Submarines make ice to fight climate change

Each 25m-wide hexagonal man-made iceberg made from a submarine by the design team in Indonesia can prevent global warming.

The submarine project to create an artificial iceberg of the design team in Indonesia won the second prize in the design competition by the Architectural Association of Thailand.

Submarines make ice to fight climate change
The submarine model creates a hexagonal iceberg. (Photo: NBC News).

The submarine’s ice-making mechanism starts from the ” hexagonal well”. After filling the well with seawater, the desalination system from seawater combined with a giant freeze-thaw machine was activated, creating a 25-meter-wide hexagonal iceberg. The hexagon helps the man-made ice sheets to be more closely linked.

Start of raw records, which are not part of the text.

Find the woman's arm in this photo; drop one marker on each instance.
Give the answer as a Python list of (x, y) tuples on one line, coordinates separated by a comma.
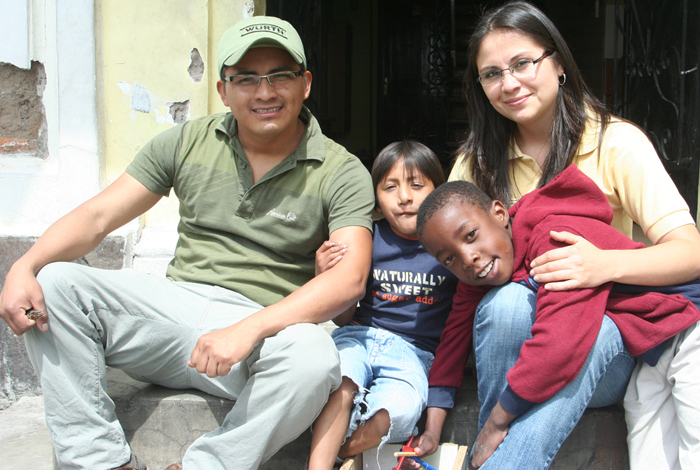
[(673, 260)]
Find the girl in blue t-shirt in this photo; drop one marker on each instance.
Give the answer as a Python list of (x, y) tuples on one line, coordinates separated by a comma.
[(387, 343)]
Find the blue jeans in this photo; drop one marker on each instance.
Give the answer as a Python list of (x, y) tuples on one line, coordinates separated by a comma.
[(502, 323), (390, 373)]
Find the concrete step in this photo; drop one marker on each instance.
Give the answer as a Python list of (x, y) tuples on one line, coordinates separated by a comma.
[(161, 423)]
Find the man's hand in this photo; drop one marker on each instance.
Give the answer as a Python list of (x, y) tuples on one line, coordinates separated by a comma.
[(328, 255), (491, 435), (21, 293), (216, 352), (577, 266)]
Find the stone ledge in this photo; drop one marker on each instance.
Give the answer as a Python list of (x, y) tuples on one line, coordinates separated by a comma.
[(160, 424)]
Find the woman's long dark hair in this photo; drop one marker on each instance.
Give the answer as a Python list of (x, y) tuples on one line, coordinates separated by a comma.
[(490, 133)]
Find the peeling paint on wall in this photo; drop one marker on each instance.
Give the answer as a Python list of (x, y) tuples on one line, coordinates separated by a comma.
[(196, 68), (143, 101), (179, 112), (140, 101), (23, 129)]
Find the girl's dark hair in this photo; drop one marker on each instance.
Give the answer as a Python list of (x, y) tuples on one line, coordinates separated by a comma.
[(416, 157), (490, 134)]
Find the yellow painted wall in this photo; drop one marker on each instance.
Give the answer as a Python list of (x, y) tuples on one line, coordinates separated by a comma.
[(143, 63)]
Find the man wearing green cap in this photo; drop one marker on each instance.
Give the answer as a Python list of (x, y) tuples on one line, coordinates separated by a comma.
[(260, 189)]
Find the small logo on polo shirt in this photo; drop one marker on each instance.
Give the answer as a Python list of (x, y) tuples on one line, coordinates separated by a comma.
[(291, 216), (264, 28)]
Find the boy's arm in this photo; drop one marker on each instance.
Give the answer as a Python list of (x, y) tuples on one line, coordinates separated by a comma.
[(72, 236)]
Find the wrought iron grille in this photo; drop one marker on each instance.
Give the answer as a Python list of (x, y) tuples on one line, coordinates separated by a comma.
[(658, 81)]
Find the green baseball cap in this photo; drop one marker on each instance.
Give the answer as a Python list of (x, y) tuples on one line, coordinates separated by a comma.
[(259, 31)]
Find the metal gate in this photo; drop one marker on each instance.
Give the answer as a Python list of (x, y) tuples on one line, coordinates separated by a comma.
[(657, 81)]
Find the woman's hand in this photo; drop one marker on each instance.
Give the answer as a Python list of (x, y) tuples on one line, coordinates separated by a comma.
[(328, 255), (577, 266)]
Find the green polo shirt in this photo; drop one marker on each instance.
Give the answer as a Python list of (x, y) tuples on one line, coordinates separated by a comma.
[(260, 239)]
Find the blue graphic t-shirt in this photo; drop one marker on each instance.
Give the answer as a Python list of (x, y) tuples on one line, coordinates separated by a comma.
[(408, 292)]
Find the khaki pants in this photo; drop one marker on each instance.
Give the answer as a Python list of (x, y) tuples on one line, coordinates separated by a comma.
[(148, 326)]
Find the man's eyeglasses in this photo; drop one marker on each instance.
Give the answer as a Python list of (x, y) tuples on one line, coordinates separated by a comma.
[(250, 82), (521, 69)]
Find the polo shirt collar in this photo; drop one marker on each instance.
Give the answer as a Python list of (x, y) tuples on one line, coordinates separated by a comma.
[(589, 140), (311, 146)]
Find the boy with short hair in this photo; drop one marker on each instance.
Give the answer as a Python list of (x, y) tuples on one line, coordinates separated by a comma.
[(473, 237)]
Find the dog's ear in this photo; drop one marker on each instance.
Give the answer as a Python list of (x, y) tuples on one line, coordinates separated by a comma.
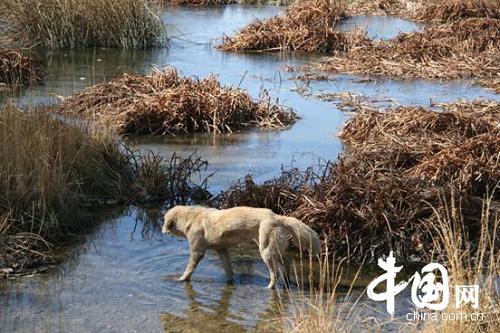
[(169, 221)]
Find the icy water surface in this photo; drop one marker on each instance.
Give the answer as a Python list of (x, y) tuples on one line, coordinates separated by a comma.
[(121, 278)]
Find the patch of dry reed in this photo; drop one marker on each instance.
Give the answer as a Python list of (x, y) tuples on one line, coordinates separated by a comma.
[(460, 49), (168, 103), (457, 10), (196, 3), (69, 24), (53, 176), (398, 164), (17, 69)]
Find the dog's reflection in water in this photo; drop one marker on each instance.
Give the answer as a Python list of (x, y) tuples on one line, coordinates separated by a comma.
[(217, 318)]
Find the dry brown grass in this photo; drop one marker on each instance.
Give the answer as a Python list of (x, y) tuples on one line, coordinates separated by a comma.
[(457, 10), (492, 84), (379, 7), (469, 264), (399, 163), (53, 177), (167, 103), (196, 3), (307, 26), (460, 49), (17, 69), (69, 24)]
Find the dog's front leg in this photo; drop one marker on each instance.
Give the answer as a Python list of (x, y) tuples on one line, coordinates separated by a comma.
[(197, 253), (226, 263)]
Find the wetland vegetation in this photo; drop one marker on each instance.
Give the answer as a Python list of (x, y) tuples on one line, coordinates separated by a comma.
[(420, 181)]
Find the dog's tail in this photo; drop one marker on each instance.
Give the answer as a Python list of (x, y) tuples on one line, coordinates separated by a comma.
[(304, 237)]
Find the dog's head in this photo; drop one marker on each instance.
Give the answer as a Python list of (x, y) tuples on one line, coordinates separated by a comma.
[(172, 220)]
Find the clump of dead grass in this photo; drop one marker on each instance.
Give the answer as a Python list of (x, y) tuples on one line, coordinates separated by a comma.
[(469, 264), (69, 24), (460, 49), (196, 3), (17, 69), (379, 7), (53, 176), (307, 26), (168, 103), (492, 84), (379, 195)]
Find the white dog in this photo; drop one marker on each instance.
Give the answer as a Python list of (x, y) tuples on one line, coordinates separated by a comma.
[(207, 228)]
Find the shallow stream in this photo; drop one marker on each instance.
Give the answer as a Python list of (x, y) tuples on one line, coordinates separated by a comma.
[(121, 277)]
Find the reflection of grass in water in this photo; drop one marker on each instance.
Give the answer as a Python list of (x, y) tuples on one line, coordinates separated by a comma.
[(215, 318)]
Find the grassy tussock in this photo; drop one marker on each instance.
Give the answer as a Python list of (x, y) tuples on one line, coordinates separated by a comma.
[(307, 26), (195, 3), (167, 103), (325, 309), (17, 69), (412, 155), (469, 264), (460, 49), (54, 175), (492, 84), (379, 7), (70, 24)]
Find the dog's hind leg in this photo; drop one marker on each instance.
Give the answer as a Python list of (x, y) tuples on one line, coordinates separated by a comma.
[(197, 253), (226, 263)]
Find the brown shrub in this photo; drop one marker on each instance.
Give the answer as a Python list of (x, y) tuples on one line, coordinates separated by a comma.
[(167, 103)]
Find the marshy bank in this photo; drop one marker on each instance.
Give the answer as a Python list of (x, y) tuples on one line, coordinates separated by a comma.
[(165, 102), (56, 176), (307, 26), (69, 24)]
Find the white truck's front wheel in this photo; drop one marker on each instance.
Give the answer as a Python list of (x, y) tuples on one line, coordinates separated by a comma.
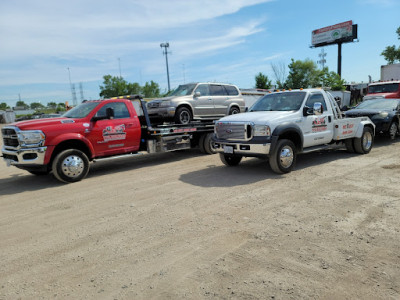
[(363, 145), (283, 157)]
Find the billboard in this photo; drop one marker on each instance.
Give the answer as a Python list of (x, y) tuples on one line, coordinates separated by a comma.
[(342, 32)]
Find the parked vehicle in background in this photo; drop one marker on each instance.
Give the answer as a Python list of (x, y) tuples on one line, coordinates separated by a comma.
[(385, 113), (281, 125), (383, 89), (390, 72), (198, 101)]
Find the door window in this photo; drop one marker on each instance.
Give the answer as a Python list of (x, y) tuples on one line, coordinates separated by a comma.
[(316, 98), (203, 89), (120, 110), (231, 90), (217, 90)]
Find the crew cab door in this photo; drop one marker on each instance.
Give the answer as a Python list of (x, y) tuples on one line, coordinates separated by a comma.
[(203, 105), (116, 135), (317, 129), (221, 99)]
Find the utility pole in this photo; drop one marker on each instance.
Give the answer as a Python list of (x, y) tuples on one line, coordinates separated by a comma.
[(165, 52), (74, 101), (81, 89), (119, 65)]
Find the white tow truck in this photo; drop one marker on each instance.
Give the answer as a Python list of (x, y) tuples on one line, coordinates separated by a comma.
[(282, 124)]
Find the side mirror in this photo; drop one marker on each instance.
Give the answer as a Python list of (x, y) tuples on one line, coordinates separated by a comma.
[(110, 113), (307, 111), (318, 109)]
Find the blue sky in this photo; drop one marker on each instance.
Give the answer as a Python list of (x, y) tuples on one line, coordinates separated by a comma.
[(210, 40)]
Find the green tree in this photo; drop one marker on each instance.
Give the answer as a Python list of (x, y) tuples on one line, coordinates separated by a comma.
[(392, 53), (332, 80), (36, 105), (52, 105), (262, 81), (303, 74), (4, 106), (151, 90), (114, 86)]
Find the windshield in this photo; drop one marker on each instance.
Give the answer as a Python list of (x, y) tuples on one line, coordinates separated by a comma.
[(383, 88), (81, 111), (279, 102), (184, 90), (389, 104)]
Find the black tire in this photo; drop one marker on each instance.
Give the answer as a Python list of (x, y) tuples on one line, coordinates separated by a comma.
[(349, 145), (183, 115), (234, 110), (230, 160), (39, 173), (393, 130), (363, 145), (207, 143), (70, 165), (283, 158)]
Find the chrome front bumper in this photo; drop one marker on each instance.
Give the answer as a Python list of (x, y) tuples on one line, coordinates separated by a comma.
[(243, 148), (24, 156)]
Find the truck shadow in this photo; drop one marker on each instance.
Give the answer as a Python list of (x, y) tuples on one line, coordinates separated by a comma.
[(22, 181), (253, 169)]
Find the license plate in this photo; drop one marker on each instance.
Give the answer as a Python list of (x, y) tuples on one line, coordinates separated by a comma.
[(228, 149), (8, 162)]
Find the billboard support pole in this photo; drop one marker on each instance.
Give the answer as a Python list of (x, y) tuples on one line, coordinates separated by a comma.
[(340, 59)]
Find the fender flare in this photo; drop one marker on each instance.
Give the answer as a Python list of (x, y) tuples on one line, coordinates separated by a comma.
[(72, 136), (285, 128), (360, 128)]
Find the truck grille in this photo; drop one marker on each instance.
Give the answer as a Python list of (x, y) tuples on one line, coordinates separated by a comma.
[(10, 138), (153, 105), (234, 131)]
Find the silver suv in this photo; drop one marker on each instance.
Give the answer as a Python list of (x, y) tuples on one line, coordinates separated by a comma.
[(198, 101)]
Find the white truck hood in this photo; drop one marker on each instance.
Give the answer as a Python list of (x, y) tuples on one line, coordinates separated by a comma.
[(260, 117)]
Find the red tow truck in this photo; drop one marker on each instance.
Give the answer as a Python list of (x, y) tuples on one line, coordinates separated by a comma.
[(92, 131)]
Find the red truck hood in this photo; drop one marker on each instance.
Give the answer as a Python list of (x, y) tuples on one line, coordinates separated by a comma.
[(40, 123)]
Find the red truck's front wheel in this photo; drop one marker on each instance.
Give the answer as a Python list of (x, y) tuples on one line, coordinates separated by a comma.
[(70, 165)]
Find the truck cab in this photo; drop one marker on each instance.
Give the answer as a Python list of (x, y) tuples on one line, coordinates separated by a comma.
[(282, 124), (383, 89)]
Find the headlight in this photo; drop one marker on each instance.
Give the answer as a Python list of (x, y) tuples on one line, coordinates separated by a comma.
[(165, 104), (381, 115), (31, 137), (262, 130)]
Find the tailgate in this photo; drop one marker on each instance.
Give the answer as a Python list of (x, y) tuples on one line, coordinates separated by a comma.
[(346, 128)]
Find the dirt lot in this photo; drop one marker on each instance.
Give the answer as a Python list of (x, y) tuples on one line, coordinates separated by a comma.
[(182, 225)]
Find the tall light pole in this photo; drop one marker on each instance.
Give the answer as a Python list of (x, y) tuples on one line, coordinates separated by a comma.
[(165, 52), (74, 101)]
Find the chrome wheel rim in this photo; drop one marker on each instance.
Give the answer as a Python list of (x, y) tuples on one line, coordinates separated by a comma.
[(286, 156), (72, 166), (393, 131), (184, 117), (367, 140)]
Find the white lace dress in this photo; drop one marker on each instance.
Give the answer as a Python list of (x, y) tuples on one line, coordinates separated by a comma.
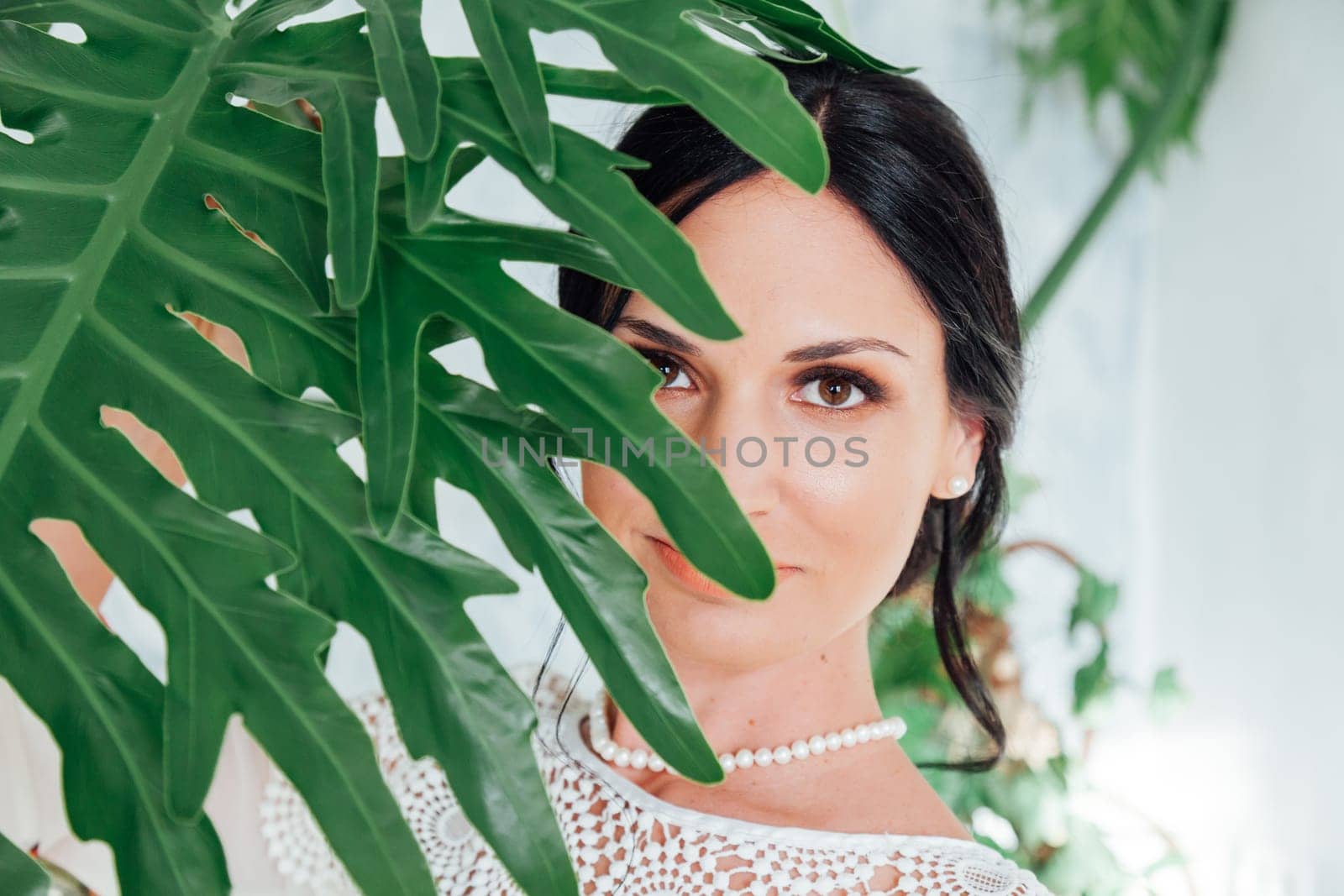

To limit global warming, climate change, it is not enough to rebuild the melting ice sheets, it is important to reduce carbon emissions worldwide. Experts appreciate the vision of this project but also doubt its feasibility.

The problem for the project is the energy that helps the submarine to operate during the ice making process. “Recovering the ice sheets to effectively combat climate change requires 10,000 submarines distributed in different areas. If submarines run on fossil fuels, CO2 emissions will be more than gas. greenhouse,” said Mark Serreze, director of the National Snow and Ice Data Center at the University of Colorado.

Although greenhouse gas emissions are the root cause of climate change , building an artificial ice sheet is not necessarily a complete solution to greenhouse gas emissions, it should only be considered a backup option. Many solutions to combat climate change have been proposed before, from building floating cities, sea walls to creating thousands of tons of artificial snow for Antarctica.